RE: [RFC] /dev/ioasid uAPI proposal

"Tian, Kevin" <kevin.tian@xxxxxxxxx> · Tue, 1 Jun 2021 07:01:57 +0000

> From: Jason Gunthorpe <jgg@xxxxxxxxxx>
> Sent: Saturday, May 29, 2021 4:03 AM
> 
> On Thu, May 27, 2021 at 07:58:12AM +0000, Tian, Kevin wrote:
> > /dev/ioasid provides an unified interface for managing I/O page tables for
> > devices assigned to userspace. Device passthrough frameworks (VFIO,
> vDPA,
> > etc.) are expected to use this interface instead of creating their own logic to
> > isolate untrusted device DMAs initiated by userspace.
> 
> It is very long, but I think this has turned out quite well. It
> certainly matches the basic sketch I had in my head when we were
> talking about how to create vDPA devices a few years ago.
> 
> When you get down to the operations they all seem pretty common sense
> and straightfoward. Create an IOASID. Connect to a device. Fill the
> IOASID with pages somehow. Worry about PASID labeling.
> 
> It really is critical to get all the vendor IOMMU people to go over it
> and see how their HW features map into this.
> 

Agree. btw I feel it might be good to have several design opens 
centrally discussed after going through all the comments. Otherwise 
they may be buried in different sub-threads and potentially with 
insufficient care (especially for people who haven't completed the
reading).

I summarized five opens here, about:

1)  Finalizing the name to replace /dev/ioasid;
2)  Whether one device is allowed to bind to multiple IOASID fd's;
3)  Carry device information in invalidation/fault reporting uAPI;
4)  What should/could be specified when allocating an IOASID;
5)  The protocol between vfio group and kvm;

For 1), two alternative names are mentioned: /dev/iommu and 
/dev/ioas. I don't have a strong preference and would like to hear 
votes from all stakeholders. /dev/iommu is slightly better imho for 
two reasons. First, per AMD's presentation in last KVM forum they 
implement vIOMMU in hardware thus need to support user-managed 
domains. An iommu uAPI notation might make more sense moving 
forward. Second, it makes later uAPI naming easier as 'IOASID' can 
be always put as an object, e.g. IOMMU_ALLOC_IOASID instead of 
IOASID_ALLOC_IOASID. :)

Another naming open is about IOASID (the software handle for ioas) 
and the associated hardware ID (PASID or substream ID). Jason thought 
PASID is defined more from SVA angle while ARM's convention sounds 
clearer from device p.o.v. Following this direction then SID/SSID will be 
used to replace RID/PASID in this RFC (and possibly also implying that 
the kernel IOASID allocator should also be renamed to SSID allocator). 
I don't have better alternative. If no one objects, I'll change to this new
naming in next version. 

For 2), Jason prefers to not blocking it if no kernel design reason. If 
one device is allowed to bind multiple IOASID fd's, the main problem
is about cross-fd IOASID nesting, e.g. having gpa_ioasid created in fd1 
and giova_ioasid created in fd2 and then nesting them together (and
whether any cross-fd notification required when handling invalidation
etc.). We thought that this just adds some complexity while not sure 
about the value of supporting it (when one fd can already afford all 
discussed usages). Therefore this RFC proposes a device only bound 
to at most one IOASID fd. Does this rationale make sense?

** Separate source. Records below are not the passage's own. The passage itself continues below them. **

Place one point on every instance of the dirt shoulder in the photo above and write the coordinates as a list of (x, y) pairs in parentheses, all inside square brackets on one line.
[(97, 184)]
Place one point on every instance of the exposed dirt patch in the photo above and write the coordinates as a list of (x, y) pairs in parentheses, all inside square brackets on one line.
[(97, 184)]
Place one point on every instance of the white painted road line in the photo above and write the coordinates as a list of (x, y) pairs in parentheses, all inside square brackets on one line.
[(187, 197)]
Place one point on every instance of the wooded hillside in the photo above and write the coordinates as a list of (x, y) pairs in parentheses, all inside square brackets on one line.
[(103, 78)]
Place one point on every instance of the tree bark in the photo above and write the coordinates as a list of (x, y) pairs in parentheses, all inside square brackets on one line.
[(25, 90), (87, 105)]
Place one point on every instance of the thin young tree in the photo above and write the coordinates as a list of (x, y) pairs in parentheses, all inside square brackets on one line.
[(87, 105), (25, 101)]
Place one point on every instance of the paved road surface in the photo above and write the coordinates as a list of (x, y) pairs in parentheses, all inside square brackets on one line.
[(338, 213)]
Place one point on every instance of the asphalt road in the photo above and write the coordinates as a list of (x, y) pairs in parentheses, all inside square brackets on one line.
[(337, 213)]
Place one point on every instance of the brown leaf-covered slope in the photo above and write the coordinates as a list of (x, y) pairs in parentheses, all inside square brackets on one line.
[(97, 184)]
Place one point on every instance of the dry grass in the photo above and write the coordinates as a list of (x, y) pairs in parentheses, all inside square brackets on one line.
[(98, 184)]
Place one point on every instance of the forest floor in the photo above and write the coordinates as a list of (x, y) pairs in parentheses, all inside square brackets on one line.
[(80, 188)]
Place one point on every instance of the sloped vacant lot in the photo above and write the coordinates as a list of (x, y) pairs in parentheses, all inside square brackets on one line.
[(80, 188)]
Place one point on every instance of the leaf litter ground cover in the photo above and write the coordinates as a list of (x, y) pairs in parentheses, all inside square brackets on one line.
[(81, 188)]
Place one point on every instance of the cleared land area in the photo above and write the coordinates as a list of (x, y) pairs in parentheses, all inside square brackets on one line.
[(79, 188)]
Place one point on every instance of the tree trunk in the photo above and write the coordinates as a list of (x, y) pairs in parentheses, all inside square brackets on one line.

To the other end there was also thought whether we should make
a single I/O address space per IOASID fd. This was discussed in previous
thread that #fd's are insufficient to afford theoretical 1M's address
spaces per device. But let's have another revisit and draw a clear
conclusion whether this option is viable.

For 3), Jason/Jean both think it's cleaner to carry device info in the 
uAPI. Actually this was one option we developed in earlier internal
versions of this RFC. Later on we changed it to the current way based
on misinterpretation of previous discussion. Thinking more we will
adopt this suggestion in next version, due to both efficiency (I/O page
fault is already a long path ) and security reason (some faults are 
unrecoverable thus the faulting device must be identified/isolated).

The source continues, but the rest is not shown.